While it continues to focus on developing its traditional markets and becoming the leader in Denmark, Sweden and the UK, and number two in Finland, Arla Foods has also added Germany and Poland to its core markets and aspires to be among the top three dairy companies in both countries. The merger with Northern Germany-based dairy co-operative Hansa-Milch is in line with this expansion strategy and will serve to further enhance the dairy farmers’ co-operative movement in Europe.

Move to Strengthen Milk Producers

Last week, the European Commission also moved to strengthen the financial position of milk producers by increasing their bargaining powers in dealing with the major dairy processors, in order to rebalance the supply chain. The measures stem from the recommendations issued by the High Level Experts’ Group on Milk, which was created following the 2008-09 dairy crisis with a view to looking at medium and long term measures for stabilising the market and producers’ income and enhancing transparency.

Food and Pharmaceutical

Andrew Witty, chief executive of GlaxoSmithKline.

The distinction between the food and pharmaceutical/healthcare industries continues to be blurred. GlaxoSmithKline, one of the top global pharmaceutical groups, has expanded its Nutritional Healthcare division with the £162 million acquisition of Maxinutrition, a UK company that manufactures protein-enhanced functional nutrition products.

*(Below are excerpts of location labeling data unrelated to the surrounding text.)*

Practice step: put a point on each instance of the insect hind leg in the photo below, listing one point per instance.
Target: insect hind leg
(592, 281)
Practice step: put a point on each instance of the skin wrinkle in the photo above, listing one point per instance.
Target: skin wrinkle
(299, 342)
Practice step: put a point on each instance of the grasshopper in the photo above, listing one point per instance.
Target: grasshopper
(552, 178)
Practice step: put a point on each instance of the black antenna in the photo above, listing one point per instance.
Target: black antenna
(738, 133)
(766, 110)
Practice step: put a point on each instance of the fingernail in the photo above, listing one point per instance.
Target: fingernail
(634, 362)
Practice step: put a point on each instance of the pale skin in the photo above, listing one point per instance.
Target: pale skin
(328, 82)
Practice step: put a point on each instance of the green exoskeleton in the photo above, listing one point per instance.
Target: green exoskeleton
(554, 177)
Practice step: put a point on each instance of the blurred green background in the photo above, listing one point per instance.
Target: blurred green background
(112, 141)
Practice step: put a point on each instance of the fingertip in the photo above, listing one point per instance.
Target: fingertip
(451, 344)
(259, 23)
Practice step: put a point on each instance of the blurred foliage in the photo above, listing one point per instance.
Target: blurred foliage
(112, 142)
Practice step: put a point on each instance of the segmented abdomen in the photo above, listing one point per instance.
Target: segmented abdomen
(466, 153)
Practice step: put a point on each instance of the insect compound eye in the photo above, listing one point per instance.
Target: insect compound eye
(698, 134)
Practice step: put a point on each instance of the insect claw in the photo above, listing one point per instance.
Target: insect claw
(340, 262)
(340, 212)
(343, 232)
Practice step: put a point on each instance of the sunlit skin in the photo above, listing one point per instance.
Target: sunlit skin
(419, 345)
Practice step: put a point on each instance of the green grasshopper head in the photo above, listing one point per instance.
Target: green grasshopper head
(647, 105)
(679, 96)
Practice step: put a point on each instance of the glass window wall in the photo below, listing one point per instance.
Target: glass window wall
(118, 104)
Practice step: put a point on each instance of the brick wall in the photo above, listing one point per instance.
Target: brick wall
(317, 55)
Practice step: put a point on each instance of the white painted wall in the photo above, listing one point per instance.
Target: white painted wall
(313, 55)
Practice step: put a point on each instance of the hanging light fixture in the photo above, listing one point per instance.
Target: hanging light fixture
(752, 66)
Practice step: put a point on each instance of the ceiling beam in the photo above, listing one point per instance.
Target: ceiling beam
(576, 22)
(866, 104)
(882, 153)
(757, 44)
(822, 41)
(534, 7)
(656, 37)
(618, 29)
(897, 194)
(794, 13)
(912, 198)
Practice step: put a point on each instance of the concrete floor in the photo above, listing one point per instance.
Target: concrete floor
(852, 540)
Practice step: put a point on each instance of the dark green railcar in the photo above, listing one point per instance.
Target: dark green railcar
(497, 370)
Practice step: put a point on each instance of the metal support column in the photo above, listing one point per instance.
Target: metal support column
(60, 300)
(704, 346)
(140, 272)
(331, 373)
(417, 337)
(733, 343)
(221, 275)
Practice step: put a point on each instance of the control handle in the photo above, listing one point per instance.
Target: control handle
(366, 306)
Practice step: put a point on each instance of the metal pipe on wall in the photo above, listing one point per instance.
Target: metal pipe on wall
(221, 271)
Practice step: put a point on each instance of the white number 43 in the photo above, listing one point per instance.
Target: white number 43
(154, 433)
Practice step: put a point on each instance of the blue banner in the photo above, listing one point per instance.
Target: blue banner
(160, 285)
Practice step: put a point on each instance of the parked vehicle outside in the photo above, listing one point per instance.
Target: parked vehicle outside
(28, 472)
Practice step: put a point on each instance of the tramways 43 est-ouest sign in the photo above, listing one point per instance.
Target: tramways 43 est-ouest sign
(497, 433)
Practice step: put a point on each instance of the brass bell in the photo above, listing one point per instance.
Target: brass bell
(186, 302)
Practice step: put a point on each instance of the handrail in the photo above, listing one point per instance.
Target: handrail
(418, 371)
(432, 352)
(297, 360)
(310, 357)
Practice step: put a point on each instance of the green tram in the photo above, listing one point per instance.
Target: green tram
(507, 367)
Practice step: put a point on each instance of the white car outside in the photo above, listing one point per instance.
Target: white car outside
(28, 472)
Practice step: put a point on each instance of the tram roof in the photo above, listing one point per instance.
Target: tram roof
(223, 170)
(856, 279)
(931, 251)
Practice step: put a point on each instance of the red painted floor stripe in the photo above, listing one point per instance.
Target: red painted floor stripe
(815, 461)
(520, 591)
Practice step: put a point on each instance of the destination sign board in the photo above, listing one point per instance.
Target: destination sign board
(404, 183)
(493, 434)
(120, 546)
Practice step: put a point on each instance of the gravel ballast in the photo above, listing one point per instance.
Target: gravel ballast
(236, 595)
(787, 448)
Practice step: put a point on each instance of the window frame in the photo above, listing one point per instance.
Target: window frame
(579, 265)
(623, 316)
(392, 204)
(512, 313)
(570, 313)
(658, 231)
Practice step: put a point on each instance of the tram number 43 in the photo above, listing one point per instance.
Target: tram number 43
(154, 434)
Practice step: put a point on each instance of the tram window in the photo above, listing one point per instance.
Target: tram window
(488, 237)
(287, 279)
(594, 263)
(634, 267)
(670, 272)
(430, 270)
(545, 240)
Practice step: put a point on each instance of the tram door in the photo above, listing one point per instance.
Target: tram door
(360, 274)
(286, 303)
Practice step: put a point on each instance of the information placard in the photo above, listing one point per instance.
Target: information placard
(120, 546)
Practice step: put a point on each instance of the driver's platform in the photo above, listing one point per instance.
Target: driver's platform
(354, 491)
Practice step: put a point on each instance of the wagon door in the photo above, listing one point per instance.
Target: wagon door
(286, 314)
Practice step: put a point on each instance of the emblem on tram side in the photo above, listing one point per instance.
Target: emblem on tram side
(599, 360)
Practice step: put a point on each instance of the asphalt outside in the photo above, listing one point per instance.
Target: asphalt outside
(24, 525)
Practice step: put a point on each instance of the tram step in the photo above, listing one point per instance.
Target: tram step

With a turnover of £851 million in 2009, the Nutritional Healthcare division is only a small part of GSK, which has group sales of over £28 billion. Indeed, a few years ago, GSK was believed to be considering selling off the business, centred around the Lucozade, Ribena and Horlicks brands, but it is now a key element of group strategy to create a global and diversified business.

Brewing Consolidation

The world’s top ten brewers have increased their share of the global beer market from 38% to 61% during the past ten years, while the top four players – AB InBev, SABMiller, Heineken and Carlsberg – have more than tripled their volume sales and opened up a clear lead over other rivals. Although beer consumption globally has increased by over 3% per annum since 2000, growth is being fuelled by markets in Asia, Eastern Europe, South America and Africa, while volume in the developed markets of North America and Western Europe has remained static.

The big four brewers have been pursuing similar development strategies by using acquisitions to grow volumes and so benefit from economies of scale. However, as acquisition targets have been gobbled up, prices have escalated. A new report by Rabobank, examining value creation in the beer sector through M&A activities, concludes that the acquisition strategy of the top four brewers not only improved their margins, but also led ultimately to value creation.

FOOD & DRINK BUSINESS WISHES READERS A HEALTHY AND PROSPEROUS NEW YEAR.